The extensive clinical characterisation of BioFinder study participants represents unique human biological data.
Brain cells from skin cells
New cell biology methods allow us to generate human brain cells from skin cells. In BioFinder we obtain skin cells from study participants by a skin biopsy from which dermal fibroblasts can be extracted and expanded.
Cellular reprogramming
Brain cells can be generated from skin cells in two fundamentally different ways. In 2012 Shinya Yamanaka was awarded the Nobel Prize in medicine for his discoveries that e.g. skin cells can be turned into induced pluripotent stem cells (iPS). Such stem cells can be turned into practically any cell type in the human body, including brain cells.
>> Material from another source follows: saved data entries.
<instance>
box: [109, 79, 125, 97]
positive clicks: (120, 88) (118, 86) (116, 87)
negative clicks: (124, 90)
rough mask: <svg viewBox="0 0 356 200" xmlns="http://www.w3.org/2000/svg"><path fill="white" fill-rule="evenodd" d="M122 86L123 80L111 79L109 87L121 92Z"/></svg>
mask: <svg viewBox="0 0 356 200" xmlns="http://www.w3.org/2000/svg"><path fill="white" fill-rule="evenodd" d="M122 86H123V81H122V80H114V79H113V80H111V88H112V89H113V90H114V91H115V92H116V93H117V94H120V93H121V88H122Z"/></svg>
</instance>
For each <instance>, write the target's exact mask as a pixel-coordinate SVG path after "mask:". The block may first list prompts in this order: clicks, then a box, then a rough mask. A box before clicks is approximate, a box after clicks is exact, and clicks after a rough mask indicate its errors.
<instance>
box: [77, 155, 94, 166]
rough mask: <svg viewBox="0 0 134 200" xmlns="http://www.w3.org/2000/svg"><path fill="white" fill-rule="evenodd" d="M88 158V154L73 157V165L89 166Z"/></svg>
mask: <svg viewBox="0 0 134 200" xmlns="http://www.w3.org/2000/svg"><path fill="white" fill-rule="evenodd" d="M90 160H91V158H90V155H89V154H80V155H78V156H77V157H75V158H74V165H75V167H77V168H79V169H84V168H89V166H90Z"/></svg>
The other set of methods is called direct conversion because these techniques turn skin cells directly into nerve cells.
In BioFinder we use both these techniques. Today it is not known which of them generates brain cells that best resembles the donors’ own brain cells. One of our first aims is therefore to perform such comparisons. One advantage of the direct conversion technique is that it takes much less time than generating stem cell-derived nerve cells. An advantage of generating stem cells is that they can be multiplied indefinitely.
Clinical and cell biology research combined
Cultured cells are readily amenable to experimental research, a requirement for discovering the underlying disease mechanisms and for future drug development. BioFinder is unique in that we can combine knowledge about cell biology experimental data and detailed clinical characteristics.